Studio at one point created emotion-driven Kinect game

Mar 26, 2012 20:41 GMT  ·  By

Tim Schafer, the leader of the development team at Double Fine, has pleaded with video game developers to use comedy more often in their titles both as a way to connect with players and as a means to transmit emotion.

The developer was speaking at the New York University Game Center and he acknowledged that comedy was necessary for video games, but that it was also risky because it can be hard for some developers to create actually funny gameplay and stories.

Schafer talked about his classic The Secret of Monkey Island, saying that the scene where Guybrush Threepwood and Governor Elaine Marley fall in love was humorous because he had no other way of delivering the emotional impact with the limited resources he had available.

The developer said, “You can’t write a serious scene that has a pirate and a governor fall in love in five lines. Humor is a tool to cover up the fact that this is not a solvable problem. If you don’t have anything funny to say about a situation, the player will realize something’s fake.”

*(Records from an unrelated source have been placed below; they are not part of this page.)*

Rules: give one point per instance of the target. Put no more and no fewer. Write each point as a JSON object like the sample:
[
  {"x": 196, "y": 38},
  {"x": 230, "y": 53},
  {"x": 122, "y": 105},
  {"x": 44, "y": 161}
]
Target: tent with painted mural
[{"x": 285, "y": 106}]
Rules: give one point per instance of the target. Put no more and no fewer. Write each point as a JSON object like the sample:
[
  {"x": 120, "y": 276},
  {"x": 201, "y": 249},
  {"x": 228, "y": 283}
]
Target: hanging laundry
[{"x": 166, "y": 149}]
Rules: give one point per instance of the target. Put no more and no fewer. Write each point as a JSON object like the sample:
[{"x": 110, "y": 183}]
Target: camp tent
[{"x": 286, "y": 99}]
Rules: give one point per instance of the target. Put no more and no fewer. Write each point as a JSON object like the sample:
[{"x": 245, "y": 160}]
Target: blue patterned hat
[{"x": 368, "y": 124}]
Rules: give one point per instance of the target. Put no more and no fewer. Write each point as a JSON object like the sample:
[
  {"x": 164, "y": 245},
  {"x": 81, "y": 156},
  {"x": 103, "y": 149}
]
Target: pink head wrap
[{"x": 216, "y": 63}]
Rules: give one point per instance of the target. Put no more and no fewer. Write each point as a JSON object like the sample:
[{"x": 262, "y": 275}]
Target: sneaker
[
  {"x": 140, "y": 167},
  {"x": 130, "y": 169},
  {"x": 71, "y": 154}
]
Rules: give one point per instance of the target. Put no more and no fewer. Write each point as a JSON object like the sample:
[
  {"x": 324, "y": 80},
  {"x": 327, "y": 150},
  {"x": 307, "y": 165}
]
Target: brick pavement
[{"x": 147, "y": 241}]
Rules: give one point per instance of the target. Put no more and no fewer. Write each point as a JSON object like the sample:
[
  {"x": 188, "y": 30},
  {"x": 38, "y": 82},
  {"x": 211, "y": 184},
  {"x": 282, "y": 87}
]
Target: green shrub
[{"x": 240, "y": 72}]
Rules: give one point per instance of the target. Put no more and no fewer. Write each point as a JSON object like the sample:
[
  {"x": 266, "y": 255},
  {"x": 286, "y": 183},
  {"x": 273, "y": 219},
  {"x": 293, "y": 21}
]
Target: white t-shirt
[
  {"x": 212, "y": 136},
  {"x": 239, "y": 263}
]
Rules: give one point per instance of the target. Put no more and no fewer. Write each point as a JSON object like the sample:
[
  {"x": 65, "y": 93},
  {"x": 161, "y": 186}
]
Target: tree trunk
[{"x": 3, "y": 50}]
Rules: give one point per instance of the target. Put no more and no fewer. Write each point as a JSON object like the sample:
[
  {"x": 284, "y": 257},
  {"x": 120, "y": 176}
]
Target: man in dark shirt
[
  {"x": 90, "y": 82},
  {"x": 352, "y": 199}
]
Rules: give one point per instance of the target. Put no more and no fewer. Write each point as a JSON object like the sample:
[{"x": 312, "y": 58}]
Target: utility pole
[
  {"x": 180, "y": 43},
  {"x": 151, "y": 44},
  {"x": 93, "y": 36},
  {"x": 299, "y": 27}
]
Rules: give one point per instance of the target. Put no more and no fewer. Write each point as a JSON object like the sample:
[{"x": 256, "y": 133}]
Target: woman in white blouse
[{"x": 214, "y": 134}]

As part of his presentation at the Game Center, Tim Schafer has shown the prototype for a Double Fine project that was set to use character emotions as a way to solve puzzles, inspired by a number of Japanese titles like Katamari Damacy.

The developer suggested that Japanese titles are better suited for emotional expression because they rarely take themselves as seriously as Western developed titles do.

The Double Fine emotion game was set to use the Kinect motion tracking system from Microsoft as a way to track the feelings of the player via specific gestures which would create fear, love but also anger.

The game was canceled by the publisher and it’s unlikely that it will ever be revived.

At the moment, Double Fine and Tim Schafer are working on a Kickstarter-funded project that will follow the classic adventure template.